Intended Audience: software developers

TL;DR When approaching a code review, determine whether the pull request is reviewable before diving into the actual code.


The Value Equation of Code Review

Like any process, code review should deliver more value than it costs. The effort spent on code reviews should yield clear benefits such as catching defects, saving time, reducing costs, maintaining or improving user satisfaction, and maintaining or improving developer experience. Each organization or project will have its own unique value equation for code review, and defining what that looks like is essential. If the costs outweigh the benefits, the process should be adjusted—or abandoned.


To that end, the first step in code review is ensuring we don’t waste time. Before diving into a pull request (PR), ask: Is it reviewable? This simple question takes seconds to answer, but skipping it can lead to massive inefficiencies—namely, developers slogging through unreasonably large PRs that should have been split up before the review began.


By making “Is it reviewable?” the first question we ask, we save time, improve the effectiveness of code review, and, critically, preserve developer morale. No one should be stuck reviewing an impossibly large PR that was never realistically a one-person job.


Assessing Reviewability

The first step in a code review is not to dive into the code but to determine whether the PR is reviewable.

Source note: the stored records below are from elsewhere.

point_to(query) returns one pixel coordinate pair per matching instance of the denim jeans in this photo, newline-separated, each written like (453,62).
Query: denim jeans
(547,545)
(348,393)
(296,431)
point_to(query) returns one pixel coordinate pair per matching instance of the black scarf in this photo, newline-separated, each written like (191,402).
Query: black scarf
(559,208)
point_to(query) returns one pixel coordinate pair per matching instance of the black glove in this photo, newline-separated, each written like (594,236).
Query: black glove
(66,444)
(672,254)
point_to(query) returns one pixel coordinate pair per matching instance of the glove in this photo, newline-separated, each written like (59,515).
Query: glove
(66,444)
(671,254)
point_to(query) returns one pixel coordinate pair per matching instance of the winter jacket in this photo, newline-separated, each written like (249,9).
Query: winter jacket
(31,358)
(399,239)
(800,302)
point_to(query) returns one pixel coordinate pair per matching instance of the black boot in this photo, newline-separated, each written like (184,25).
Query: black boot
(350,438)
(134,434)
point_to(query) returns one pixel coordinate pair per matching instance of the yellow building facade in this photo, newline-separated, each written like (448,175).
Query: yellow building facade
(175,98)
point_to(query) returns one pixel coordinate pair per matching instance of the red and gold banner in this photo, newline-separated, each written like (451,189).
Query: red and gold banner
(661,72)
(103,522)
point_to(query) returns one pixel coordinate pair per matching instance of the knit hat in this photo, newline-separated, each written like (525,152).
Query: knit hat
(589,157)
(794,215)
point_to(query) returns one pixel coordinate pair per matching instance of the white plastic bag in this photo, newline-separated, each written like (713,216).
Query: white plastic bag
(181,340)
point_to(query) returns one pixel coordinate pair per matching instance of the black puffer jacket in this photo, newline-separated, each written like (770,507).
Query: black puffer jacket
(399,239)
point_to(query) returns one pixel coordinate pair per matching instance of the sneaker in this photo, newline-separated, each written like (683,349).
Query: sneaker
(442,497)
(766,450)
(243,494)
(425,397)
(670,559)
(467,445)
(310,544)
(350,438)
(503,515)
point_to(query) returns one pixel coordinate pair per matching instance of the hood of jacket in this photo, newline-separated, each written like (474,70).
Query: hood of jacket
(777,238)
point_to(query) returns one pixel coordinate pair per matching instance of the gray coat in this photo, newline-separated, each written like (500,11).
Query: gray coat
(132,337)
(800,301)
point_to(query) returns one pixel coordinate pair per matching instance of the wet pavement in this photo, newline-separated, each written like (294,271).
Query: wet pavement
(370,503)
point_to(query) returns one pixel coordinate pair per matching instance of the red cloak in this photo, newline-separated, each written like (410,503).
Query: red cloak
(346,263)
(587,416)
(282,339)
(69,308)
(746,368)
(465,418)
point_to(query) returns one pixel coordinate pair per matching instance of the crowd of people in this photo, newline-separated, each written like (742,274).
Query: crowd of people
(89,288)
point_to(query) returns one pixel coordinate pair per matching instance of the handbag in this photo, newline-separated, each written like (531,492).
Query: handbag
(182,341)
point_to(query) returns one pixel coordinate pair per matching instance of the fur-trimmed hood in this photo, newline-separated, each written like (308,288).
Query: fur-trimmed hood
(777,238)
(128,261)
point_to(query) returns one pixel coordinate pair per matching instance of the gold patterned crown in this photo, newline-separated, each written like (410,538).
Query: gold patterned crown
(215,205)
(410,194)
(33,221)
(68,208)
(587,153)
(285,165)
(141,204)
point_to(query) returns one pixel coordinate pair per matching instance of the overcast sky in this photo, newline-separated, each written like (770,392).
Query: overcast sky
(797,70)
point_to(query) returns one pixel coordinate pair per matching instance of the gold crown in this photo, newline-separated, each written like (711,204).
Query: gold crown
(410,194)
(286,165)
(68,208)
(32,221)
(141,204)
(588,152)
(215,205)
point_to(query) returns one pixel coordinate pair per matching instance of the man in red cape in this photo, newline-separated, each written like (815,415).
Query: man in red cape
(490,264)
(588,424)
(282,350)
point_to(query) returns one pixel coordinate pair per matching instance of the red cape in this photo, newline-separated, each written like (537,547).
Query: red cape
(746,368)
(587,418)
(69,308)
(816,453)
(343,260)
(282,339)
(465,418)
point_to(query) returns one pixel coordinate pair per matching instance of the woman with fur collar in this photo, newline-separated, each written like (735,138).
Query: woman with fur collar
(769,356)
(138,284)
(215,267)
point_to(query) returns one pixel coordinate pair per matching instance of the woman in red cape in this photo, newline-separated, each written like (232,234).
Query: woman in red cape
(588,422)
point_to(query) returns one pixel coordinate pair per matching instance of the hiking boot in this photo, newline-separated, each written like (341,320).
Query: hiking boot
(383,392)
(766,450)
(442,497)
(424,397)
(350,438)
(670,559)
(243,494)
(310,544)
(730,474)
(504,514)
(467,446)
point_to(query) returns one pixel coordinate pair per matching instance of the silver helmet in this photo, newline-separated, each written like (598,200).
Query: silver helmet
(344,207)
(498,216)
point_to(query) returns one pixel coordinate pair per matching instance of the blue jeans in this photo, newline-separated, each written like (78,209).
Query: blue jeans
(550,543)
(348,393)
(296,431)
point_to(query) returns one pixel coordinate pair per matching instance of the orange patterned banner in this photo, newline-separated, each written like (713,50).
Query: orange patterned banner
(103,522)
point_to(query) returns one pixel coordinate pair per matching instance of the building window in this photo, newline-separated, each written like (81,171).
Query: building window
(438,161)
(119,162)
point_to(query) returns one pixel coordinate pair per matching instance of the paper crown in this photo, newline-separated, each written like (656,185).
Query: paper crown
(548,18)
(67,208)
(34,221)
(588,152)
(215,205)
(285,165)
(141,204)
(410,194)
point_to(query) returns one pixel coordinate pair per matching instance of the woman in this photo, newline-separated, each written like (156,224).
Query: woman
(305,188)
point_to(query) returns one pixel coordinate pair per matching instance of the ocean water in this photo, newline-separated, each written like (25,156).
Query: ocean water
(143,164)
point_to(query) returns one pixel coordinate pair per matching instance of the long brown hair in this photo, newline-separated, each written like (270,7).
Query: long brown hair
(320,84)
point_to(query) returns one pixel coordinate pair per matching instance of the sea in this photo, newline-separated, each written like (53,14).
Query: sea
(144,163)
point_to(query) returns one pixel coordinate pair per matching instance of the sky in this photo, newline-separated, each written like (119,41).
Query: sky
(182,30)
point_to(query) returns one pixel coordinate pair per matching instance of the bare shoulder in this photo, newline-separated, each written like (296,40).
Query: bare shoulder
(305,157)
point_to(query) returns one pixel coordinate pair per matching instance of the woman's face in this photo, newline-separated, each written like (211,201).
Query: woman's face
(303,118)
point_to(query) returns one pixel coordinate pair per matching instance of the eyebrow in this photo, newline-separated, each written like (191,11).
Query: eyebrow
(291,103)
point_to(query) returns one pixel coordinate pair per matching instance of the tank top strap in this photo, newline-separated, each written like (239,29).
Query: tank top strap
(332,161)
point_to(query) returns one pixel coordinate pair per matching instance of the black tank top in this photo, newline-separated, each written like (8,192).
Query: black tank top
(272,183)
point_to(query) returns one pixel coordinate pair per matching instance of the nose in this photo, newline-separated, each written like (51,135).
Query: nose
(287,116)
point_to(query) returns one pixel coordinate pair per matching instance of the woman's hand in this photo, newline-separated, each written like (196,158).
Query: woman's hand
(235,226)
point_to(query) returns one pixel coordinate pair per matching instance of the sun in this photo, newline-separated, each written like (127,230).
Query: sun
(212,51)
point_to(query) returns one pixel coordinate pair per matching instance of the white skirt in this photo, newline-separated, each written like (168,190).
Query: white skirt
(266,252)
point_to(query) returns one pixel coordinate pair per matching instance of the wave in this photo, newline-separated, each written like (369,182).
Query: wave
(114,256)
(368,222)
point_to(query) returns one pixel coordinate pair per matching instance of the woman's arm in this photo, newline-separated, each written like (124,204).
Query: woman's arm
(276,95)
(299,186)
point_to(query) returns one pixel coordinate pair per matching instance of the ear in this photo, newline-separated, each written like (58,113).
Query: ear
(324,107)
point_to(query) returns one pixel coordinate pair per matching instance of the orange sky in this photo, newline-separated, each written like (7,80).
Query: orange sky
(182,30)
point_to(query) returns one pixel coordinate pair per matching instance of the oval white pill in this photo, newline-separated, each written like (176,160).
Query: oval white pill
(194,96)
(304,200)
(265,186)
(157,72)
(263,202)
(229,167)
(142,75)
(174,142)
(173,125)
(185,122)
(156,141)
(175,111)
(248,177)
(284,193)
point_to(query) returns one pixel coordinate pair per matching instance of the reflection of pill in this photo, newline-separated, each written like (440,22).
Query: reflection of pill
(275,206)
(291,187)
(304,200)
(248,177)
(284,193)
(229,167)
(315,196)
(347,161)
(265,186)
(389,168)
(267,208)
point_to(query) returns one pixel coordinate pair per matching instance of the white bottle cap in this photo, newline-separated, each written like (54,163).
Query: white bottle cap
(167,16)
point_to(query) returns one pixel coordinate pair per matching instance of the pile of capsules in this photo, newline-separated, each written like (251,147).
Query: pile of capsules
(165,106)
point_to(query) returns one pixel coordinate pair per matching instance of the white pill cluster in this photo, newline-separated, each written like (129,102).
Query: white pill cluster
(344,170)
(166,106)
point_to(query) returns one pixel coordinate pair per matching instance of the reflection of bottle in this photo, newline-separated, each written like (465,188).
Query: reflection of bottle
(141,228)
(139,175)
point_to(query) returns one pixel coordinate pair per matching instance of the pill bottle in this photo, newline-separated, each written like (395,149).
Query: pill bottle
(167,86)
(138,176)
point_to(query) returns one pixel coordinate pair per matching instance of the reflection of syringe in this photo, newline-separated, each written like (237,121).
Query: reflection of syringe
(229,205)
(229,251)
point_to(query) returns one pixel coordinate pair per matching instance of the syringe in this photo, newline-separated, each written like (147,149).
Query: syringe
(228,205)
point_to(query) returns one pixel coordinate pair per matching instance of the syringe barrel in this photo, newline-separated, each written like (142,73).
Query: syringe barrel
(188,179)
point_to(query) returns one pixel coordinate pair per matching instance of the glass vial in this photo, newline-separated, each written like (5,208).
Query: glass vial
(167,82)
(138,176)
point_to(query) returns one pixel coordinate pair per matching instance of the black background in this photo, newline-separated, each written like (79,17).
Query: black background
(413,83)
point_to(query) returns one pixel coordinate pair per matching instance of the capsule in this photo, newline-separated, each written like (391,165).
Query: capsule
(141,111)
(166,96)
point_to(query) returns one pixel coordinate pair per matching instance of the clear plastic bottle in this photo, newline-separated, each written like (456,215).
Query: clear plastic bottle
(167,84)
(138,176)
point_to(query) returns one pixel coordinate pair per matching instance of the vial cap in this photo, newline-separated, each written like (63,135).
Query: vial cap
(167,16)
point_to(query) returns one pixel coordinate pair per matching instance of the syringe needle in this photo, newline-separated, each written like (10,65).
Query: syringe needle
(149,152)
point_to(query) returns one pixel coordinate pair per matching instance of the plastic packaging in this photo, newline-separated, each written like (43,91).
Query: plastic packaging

For me, reviewability is primarily about size. (Sloppy code can also feel unreviewable, but ideally, your team uses a linter/formatter, so formatting issues shouldn’t make it to code review.) If a PR is too large, send it back to the author to break into smaller, more manageable PRs. This isn't about nitpicking—it’s about ensuring an effective review process.


The best proxy for PR size is the number of lines changed, which includes both additions and deletions. Most repository management tools (GitHub, GitLab, Bitbucket) display this number automatically, making it easy to assess reviewability at a glance.


Example: In the above screenshot, the PR size is 136 additions and two deletions, which equals 138 lines changed.


So, what qualifies as too large? A good rule of thumb is a maximum of 500 lines changed—but often, even smaller PRs can be challenging to review if the changes are complex. Four hundred lines or fewer is ideal. Five hundred is the absolute cutoff.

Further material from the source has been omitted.